Volgens adviseur Pieter Van Rumst kan bijna iedereen met dit systeem aan de slag, ook wie slechts een kleine huiskavel heeft. "Het is dan aangeraden om het aantal uren beweiding te beperking tot bijvoorbeeld 4 a 5 uur in de ochtend na het melken", voegt Pieter toe. "Zo nemen de koeien al het aanwezige gras op, zonder schade te veroorzaken door langdurig vertrappelen." Hoe meer weiland je hebt, hoe meer uren je de koeien dus kan laten grazen en hoe meer voer ze kunnen opnemen uit de weide. 

 

Een bijkomend voordeel van roterend begrazen, is dat de wormdruk verlaagt door de rustperiode van 3 weken.

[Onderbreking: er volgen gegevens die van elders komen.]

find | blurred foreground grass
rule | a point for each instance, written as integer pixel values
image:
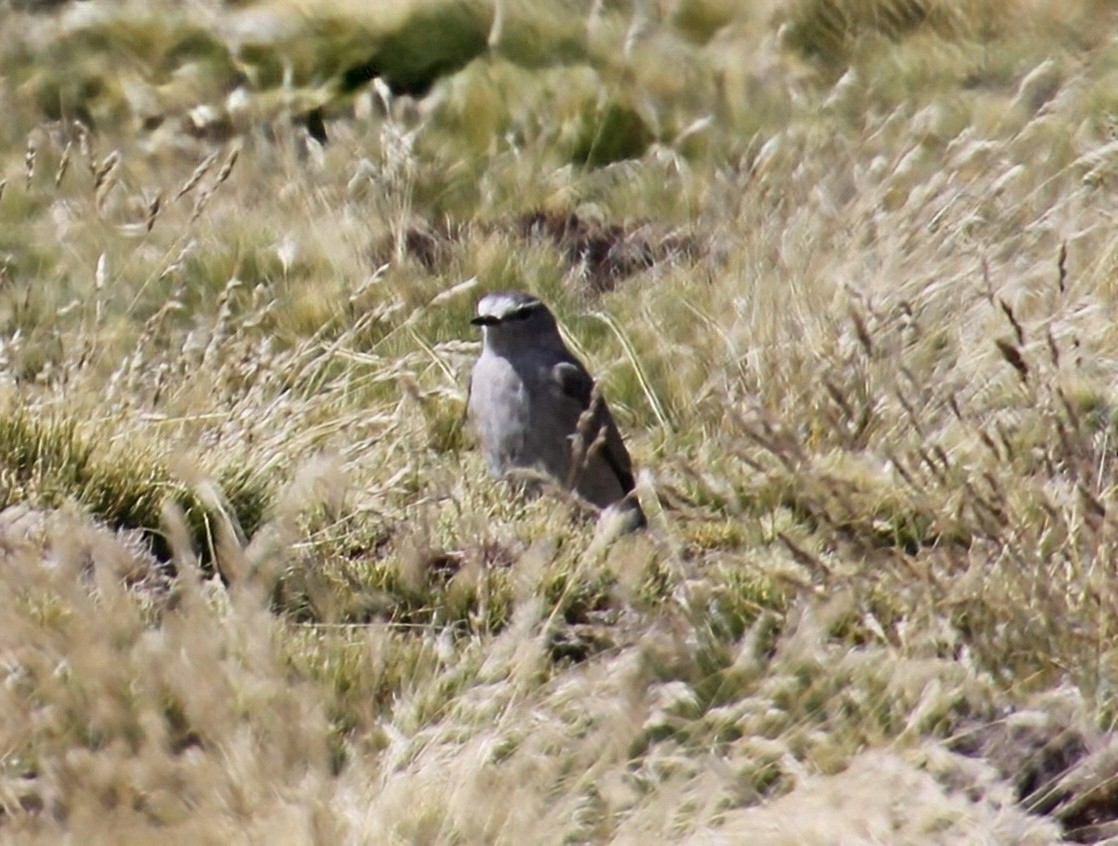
(846, 273)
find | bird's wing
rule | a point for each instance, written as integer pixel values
(578, 385)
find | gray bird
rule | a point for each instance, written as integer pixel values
(534, 407)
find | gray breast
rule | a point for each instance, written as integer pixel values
(521, 416)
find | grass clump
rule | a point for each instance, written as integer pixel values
(844, 273)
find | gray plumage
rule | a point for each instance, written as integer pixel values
(534, 406)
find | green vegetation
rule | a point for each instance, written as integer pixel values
(846, 271)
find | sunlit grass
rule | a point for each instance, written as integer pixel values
(846, 275)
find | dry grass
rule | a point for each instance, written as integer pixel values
(846, 272)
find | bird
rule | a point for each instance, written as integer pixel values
(534, 407)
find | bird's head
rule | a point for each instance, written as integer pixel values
(514, 316)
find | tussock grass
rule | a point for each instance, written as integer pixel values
(845, 273)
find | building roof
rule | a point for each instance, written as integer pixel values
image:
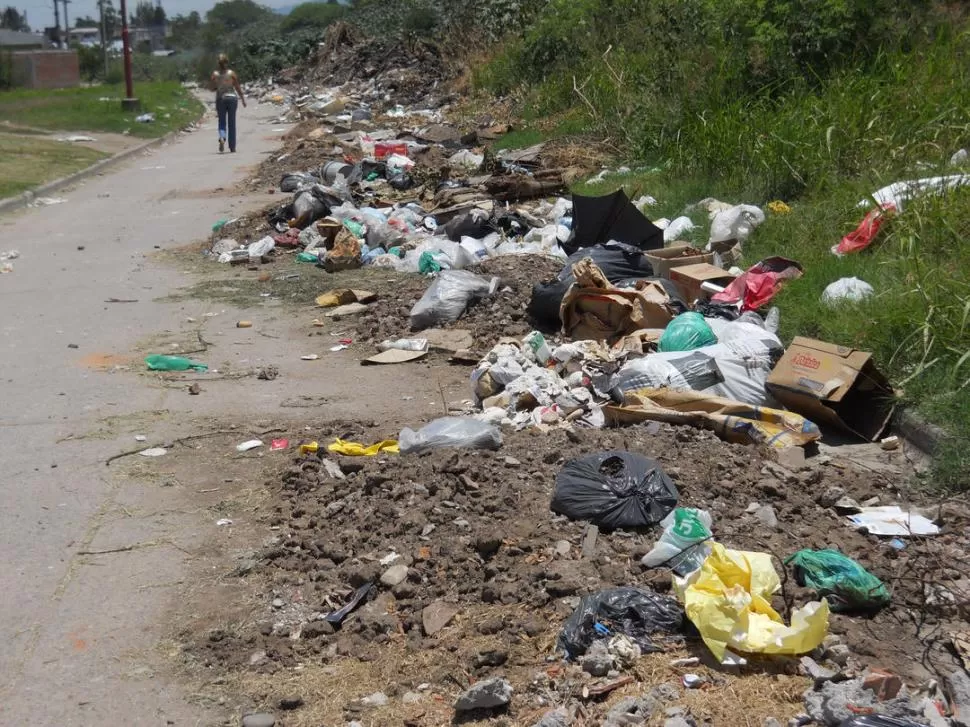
(14, 38)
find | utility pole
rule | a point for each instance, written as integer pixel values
(67, 25)
(129, 103)
(57, 22)
(104, 37)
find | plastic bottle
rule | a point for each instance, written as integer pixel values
(159, 362)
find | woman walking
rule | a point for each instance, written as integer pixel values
(225, 83)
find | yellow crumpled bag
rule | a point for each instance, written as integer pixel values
(356, 449)
(729, 601)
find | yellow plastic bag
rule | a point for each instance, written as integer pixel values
(729, 601)
(356, 449)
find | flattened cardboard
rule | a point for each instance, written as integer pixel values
(690, 277)
(675, 256)
(834, 385)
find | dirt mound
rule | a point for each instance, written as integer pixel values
(501, 315)
(470, 534)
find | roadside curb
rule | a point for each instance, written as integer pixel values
(23, 199)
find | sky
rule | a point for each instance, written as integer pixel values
(40, 13)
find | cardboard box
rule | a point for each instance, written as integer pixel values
(677, 255)
(833, 385)
(690, 277)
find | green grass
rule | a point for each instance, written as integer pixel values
(27, 162)
(81, 109)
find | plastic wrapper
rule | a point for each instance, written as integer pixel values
(646, 617)
(447, 432)
(685, 333)
(729, 601)
(685, 542)
(846, 290)
(614, 490)
(847, 585)
(448, 297)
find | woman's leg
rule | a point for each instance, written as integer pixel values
(232, 104)
(221, 113)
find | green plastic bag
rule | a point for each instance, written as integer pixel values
(686, 332)
(159, 362)
(848, 586)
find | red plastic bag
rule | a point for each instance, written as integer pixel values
(759, 284)
(863, 235)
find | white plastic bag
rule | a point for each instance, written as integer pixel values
(676, 229)
(448, 297)
(261, 247)
(846, 290)
(736, 223)
(461, 432)
(683, 546)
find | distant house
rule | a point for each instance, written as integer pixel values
(15, 40)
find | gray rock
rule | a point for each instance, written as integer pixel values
(766, 514)
(486, 694)
(830, 496)
(436, 616)
(959, 684)
(394, 575)
(811, 668)
(631, 711)
(377, 699)
(597, 660)
(259, 719)
(555, 718)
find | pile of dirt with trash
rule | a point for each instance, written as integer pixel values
(447, 567)
(503, 314)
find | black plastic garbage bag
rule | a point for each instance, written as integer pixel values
(612, 217)
(614, 490)
(639, 614)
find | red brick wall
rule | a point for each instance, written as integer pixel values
(46, 69)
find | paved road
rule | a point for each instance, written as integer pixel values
(77, 631)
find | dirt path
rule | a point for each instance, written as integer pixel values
(78, 642)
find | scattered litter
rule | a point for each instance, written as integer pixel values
(846, 290)
(893, 520)
(614, 490)
(728, 599)
(355, 449)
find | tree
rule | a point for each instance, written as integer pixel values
(146, 15)
(11, 19)
(315, 15)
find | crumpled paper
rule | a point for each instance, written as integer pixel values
(729, 601)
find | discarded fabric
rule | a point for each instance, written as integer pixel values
(614, 490)
(847, 585)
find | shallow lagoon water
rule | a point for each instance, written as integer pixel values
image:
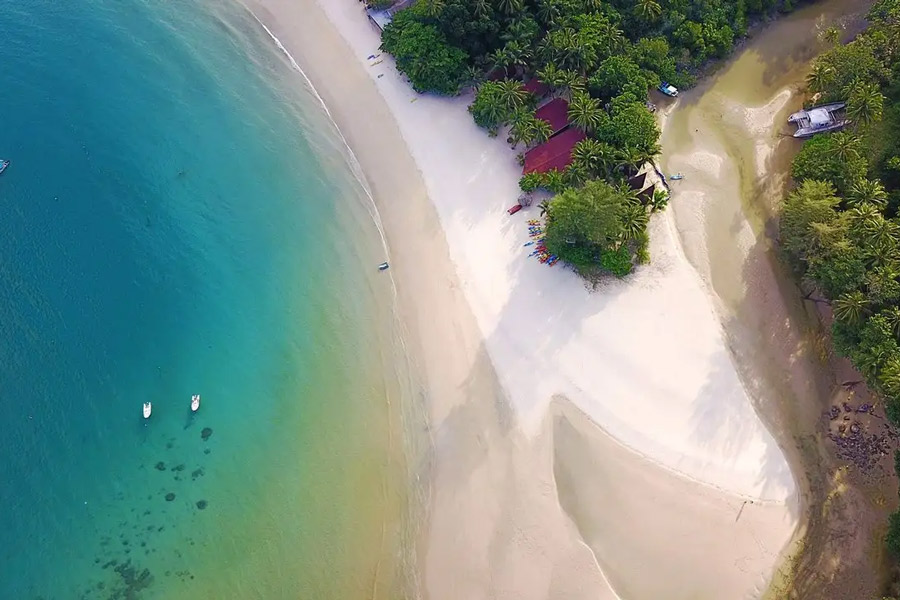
(180, 217)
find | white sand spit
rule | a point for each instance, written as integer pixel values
(523, 507)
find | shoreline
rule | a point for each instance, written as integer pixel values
(493, 433)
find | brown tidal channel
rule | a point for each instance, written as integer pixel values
(730, 139)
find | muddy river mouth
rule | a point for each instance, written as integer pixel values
(730, 139)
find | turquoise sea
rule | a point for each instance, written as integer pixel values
(180, 217)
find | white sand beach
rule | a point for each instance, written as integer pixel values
(586, 444)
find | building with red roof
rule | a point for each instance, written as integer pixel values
(555, 112)
(555, 153)
(537, 88)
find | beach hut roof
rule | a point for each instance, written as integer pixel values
(381, 18)
(556, 153)
(536, 87)
(637, 182)
(555, 112)
(646, 195)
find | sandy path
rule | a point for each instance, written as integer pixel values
(522, 502)
(730, 139)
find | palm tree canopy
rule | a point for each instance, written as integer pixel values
(865, 103)
(585, 112)
(850, 307)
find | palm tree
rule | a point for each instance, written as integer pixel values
(867, 190)
(648, 9)
(585, 112)
(820, 78)
(863, 217)
(850, 307)
(634, 221)
(541, 131)
(521, 31)
(631, 159)
(596, 157)
(832, 35)
(563, 47)
(473, 76)
(892, 315)
(659, 200)
(846, 146)
(548, 11)
(865, 104)
(511, 6)
(883, 233)
(433, 8)
(575, 175)
(511, 95)
(545, 207)
(587, 155)
(520, 130)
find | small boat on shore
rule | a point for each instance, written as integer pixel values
(819, 119)
(668, 89)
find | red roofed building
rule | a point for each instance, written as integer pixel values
(555, 112)
(537, 88)
(556, 153)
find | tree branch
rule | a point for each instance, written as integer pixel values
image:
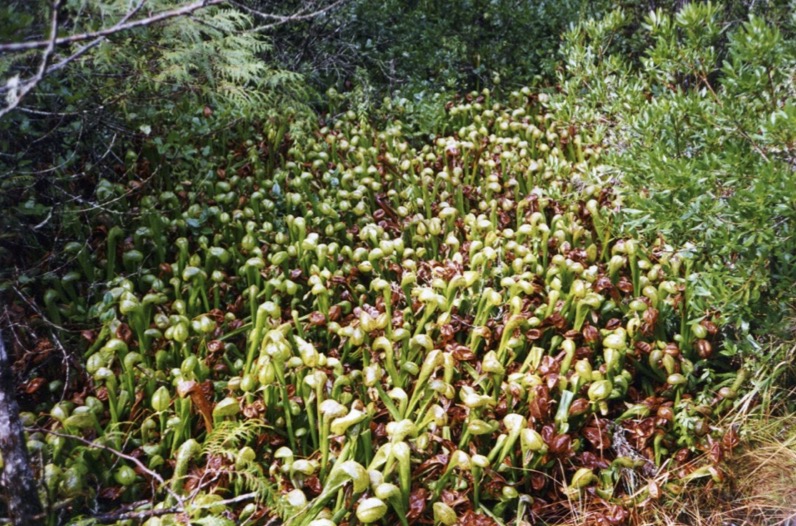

Hierdoor moet er minder ontwermd worden, wat ook goed is voor het bodemleven. Het is immers aangetoond dat mestkevers en andere nuttige insecten schade ondervinden van van de klassieke ontwormingsproducten. 

 

Ook op jouw bedrijf?

Voor wie zelf met dit systeem aan de slag wilt, heeft Johan nog een tip. "Het is nodig om van bij het begin een goed weideplan te maken, met de nodige aandacht voor de paden van aan de stal tot aan de deelpercelen. Denk eventueel aan matig verharden en vergeet ook geen watervoorziening en degelijke afrastering. Bij de opstart zijn er dus wel wat investeringen nodig. Daarnaast kan het ook nuttig zijn om de timing van afkalven en droogzetten af te stemmen op de grasgroeipieken", sluit Johan af.